An Opponent's View: WR Terrell Bynum

With the 2017 class signed, we made calls to some coaches and players who faced off against each Husky signee and got their thoughts on what made them so tough to go up against. Today we take a look at St. John Bosco (Bellflower, Ca.) WR Terrell Bynum...

The Story - Bynum chose Washington in the spring (April) over offers from USC, UCLA, Oklahoma, Notre Dame, Tennessee,Michigan,Louisville,Miami (Fl), Arizona State and Arizona among others. He was one of the top wideouts in the West in the 2017 class with many raving about his natural receiving and open-field running skills.

Senior Season Stats - Bynum transferred to St. John Bosco for his senior season and he led the team in receptions with 58 while ranking second on the team with 737 yards and seven touchdowns. Bynum earned First Team All-Trinity League and was named to the Long Beach Telegram Dream Team.

Opposing Coach's View - "Honestly, he's the guy I would like to clone if I could do it. He's smart, athletic, fast, has good hands and a feel for defenses and how to find the soft-spot in zones. He's not super-strong, so when we were physical against him, that's when he struggled.

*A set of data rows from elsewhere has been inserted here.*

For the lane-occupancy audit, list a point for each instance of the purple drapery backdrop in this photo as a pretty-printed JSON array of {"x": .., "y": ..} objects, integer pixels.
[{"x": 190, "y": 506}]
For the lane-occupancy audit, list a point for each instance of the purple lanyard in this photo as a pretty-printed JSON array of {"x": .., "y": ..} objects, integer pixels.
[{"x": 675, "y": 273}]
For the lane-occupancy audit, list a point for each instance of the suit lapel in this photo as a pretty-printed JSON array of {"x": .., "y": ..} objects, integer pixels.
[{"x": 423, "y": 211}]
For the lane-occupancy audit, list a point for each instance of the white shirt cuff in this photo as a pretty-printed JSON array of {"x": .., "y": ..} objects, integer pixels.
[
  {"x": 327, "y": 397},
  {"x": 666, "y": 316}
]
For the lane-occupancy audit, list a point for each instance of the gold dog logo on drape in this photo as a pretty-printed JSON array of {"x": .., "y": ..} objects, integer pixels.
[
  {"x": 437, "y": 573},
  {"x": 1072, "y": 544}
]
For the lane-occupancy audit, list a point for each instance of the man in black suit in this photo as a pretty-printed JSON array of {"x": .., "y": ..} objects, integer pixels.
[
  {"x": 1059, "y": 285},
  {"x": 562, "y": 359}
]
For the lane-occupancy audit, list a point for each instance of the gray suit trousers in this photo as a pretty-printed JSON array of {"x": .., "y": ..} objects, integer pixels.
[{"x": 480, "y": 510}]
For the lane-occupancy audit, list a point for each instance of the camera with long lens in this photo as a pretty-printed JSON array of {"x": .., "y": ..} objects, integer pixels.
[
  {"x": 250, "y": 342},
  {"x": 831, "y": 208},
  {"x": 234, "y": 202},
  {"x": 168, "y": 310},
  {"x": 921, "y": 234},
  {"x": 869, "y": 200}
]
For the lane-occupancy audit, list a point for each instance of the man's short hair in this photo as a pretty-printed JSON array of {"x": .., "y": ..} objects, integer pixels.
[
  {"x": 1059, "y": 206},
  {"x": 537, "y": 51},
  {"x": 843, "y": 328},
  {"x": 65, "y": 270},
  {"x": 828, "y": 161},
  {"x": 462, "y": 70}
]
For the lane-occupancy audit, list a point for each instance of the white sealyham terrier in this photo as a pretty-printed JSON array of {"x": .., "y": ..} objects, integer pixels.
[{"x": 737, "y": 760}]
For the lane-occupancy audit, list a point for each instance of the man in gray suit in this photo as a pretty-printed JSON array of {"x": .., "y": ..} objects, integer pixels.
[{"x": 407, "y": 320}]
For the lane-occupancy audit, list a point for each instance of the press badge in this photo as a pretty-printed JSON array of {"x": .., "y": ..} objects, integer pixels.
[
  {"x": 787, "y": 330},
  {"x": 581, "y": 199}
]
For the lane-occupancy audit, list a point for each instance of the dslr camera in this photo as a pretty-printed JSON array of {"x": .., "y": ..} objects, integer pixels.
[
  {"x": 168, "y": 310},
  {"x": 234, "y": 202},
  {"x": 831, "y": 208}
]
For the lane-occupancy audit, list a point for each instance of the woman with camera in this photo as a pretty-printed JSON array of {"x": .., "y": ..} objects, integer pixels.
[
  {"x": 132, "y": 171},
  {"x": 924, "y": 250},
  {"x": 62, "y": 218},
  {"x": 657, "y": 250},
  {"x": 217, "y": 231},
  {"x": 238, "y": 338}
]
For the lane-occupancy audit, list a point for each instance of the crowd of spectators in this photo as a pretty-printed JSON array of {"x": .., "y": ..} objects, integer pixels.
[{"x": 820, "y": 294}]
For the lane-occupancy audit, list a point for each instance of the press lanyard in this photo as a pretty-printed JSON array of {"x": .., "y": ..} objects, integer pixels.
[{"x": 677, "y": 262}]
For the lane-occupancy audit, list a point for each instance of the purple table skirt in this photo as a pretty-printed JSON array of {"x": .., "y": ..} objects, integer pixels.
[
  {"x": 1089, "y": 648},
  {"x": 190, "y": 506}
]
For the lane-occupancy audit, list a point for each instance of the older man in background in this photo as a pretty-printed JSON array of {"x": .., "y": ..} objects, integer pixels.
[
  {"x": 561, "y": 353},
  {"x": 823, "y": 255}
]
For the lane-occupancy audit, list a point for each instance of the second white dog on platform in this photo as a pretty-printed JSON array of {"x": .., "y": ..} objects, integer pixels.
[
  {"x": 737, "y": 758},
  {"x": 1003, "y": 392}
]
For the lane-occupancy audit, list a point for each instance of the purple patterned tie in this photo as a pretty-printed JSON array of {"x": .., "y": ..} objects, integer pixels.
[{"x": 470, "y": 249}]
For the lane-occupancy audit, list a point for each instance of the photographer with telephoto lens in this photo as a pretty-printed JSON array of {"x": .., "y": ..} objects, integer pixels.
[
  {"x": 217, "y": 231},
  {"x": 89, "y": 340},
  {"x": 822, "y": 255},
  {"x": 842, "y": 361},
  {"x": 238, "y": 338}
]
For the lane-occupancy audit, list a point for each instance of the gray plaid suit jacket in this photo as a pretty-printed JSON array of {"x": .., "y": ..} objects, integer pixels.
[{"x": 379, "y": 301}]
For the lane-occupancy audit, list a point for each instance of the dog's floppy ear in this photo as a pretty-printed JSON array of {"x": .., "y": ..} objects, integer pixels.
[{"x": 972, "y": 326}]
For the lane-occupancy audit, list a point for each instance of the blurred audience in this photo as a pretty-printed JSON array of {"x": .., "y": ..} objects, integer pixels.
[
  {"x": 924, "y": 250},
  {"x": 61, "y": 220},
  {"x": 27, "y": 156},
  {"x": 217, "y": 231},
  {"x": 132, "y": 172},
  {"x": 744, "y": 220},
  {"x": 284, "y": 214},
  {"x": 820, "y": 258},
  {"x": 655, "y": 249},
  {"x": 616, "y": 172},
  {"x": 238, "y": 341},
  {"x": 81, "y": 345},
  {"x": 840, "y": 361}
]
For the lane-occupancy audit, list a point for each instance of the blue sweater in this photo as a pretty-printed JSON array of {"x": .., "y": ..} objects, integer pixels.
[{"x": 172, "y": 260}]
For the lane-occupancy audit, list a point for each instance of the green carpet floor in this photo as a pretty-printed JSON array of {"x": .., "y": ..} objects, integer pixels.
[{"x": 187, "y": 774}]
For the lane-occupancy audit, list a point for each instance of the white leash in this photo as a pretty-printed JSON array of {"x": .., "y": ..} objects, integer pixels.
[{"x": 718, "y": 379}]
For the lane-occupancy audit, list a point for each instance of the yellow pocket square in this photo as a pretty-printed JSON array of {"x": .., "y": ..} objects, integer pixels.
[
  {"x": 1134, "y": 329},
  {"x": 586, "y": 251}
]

I think as he gets stronger, that won't be as much of an issue for him, but he loves to get free releases and if you let him run free, he'll kill you. He's explosive, so when he catches the ball, you'd better make the tackle because he'll make plays with his legs. He loves a broken field where he can use his quickness and vision to make plays. (St. John Bosco) didn't use him as much as I thought they would, but he was the guy, if you watch their game film, that schools rolled their coverages to, so they went to the other side most of the time. We definitely did that against them."

Opposing players' view - "Our coaches all told us to get up and in his face. He hated guys being physical against him. You could see it in his eyes. If he got off the press though, he really did some damage. He doesn't talk much. We called him the 'silent assassin' because he just went about his business and just kept coming at you. He isn't a great blocker, but he'll cut (block) you when you aren't expecting it, so it was tough to get our hands down to keep him off our legs. When he gets into his route, he doesn't give away much, so it's tough to read where he's going. Probably the biggest compliment I can give him is that he runs every route the same way -- 100-percent -- and he can hurt you on short routes or on the deep pass."